Stile naturale
Ogni filo d’erba sembra contenere una biblioteca dedicata alla meraviglia, al silenzio e alla bontà.
Fabrizio Caramagna
Nell’arco della vita il nostro carattere muta, plasmato dalle esperienze, dai dispiaceri e dalle gioie che solo percorrendo il cammino si possono apprendere. Così nella vita, come nella letteratura, ognuno di noi crea un proprio stile, un insieme di caratteristiche che lo contraddistinguono rendendolo unico. Per quanto mi riguarda non ho altri stili che quello naturale, in ogni possibile sfumatura. Per stile naturale intendo il legame profondo che mi lega alla natura, il bisogno che provo nel ricercarla costantemente nelle mie giornate, nelle solitudini volute, nel rapporto di esclusività con gli animali, nella fiducia riposta nelle erbe.
Fin da bambina ho cercato di comunicare con le piante, gli animali, le acque selvagge, i cieli stellati; mi perdevo nei boschi, percorrendo chilometri senza temere i rischi e i pericoli. La natura mi ha sempre sussurrato, accarezzandomi con i raggi del sole o con le brezze estive, sferzandomi con i venti invernali, la pioggia e la neve. Il verde è il colore che caratterizza la mia esistenza, il colore dei boschi e dell’erba, dei corsi d’acqua tra le rocce, dei miei occhi che guardano sempre alla meraviglia del Creato con lo stupore della bambina. Colgo la bellezza di una mattina nebbiosa tra i rami spogli degli alberi, vivo la gioia intensa di un paesaggio innevato che mi fa sentire protagonista di una fiaba.

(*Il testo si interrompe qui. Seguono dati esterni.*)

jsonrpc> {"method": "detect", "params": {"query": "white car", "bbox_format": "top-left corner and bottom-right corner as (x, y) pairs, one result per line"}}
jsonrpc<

Il mio è un rapporto profondo, puro, indescrivibile a parole, com’è indescrivibile l’amore che provo per gli animali che condividono la mia esistenza. La solitudine riveste un ruolo fondamentale in questo straordinario rapporto: quando sono sola sento l’aria attraversarmi come se fossi inconsistente, percepisco i suoni e gli odori come se i miei sensi venissero amplificati.
Per molti sono solo un’asociale, una misantropa che odia il confronto col prossimo e che cerca negli animali quegli esseri che non giudicano mai. In parte le accuse potrebbero essere vere, però non mi pongo mai il problema e non lo analizzo affatto. Sono nata a contatto con la natura, sono cresciuta in un luogo fuori dal mondo insediato dai boschi, dal verde, dalle piante che spaccano le rocce e fanno crollare le case. Gli esseri umani erano pochi negli anni della mia infanzia, invece gli animali e le piante predominavano su tutto. Negli anni di vita in città talvolta ho cercato di seguire il flusso, di farmi un gruppo di amici, di uscire, di trovare un fidanzato e di confrontarmi col prossimo. Non avevo animali e non coltivavo piante, era come se volessi fuggire da me stessa. L’infelicità di quegli anni era talmente grande che faccio fatica anche solo ad evocarla. Quando ho realizzato che all’origine dei malesseri c’è la mancanza di rispetto per il proprio essere, per l’essenza unica che ognuno possiede, ho cambiato rapidamente rotta ed ho invertito il percorso. Ci sono voluti anni per arrivare alla consapevolezza attuale, ma decisamente ne è valsa la pena. Ora sono libera dall’ansia di piacere, di farmi accettare, di avere troppe necessità. La natura mi insegna che occorre poco, bastano una passeggiata nei boschi o una tisana di officinali per ritrovare il sereno in un momento burrascoso.
Non occorre l’amica per prendere il tè se quell’amicizia è falsa, il tè lo si può assaporare in solitudine accarezzando un gatto che fa le fusa. Il fatto che scrivo mi porta a ricercare luoghi appartati, quel limbo che solo io posso comprendere e apprezzare, lontano da tutti. Eppure, non ho mai chiuso col mondo, con i rapporti, con la compagnia dei miei simili. Paradossalmente, soltanto realizzando che non ne ho bisogno, ho imparato ad accettarli e apprezzarli. Scrivere significa anche mettersi a nudo, raccontare ai propri lettori gli abissi dell’anima, i limiti, le aspirazioni e la natura vera che si cela dietro alle parole, alle immagini. Il percorso di ognuno di noi è diverso perché diverse sono le esperienze, come lo sono le inclinazioni personali. Questo è il mio percorso, il mio stile naturale che cerco di raccontare agli altri. Concludo con una frase del Cantico delle creature di S. Francesco, il santo che porto nel cuore e nell’anima: Laudato si’, mi’ Signore, per sora nostra matre terra, la quale ne sustenta et governa, et produce diversi fructi con coloriti flori et herba. Se la vita ha un senso, se vivere ha un significato, lo ricercherò sempre nel ventre della madre terra.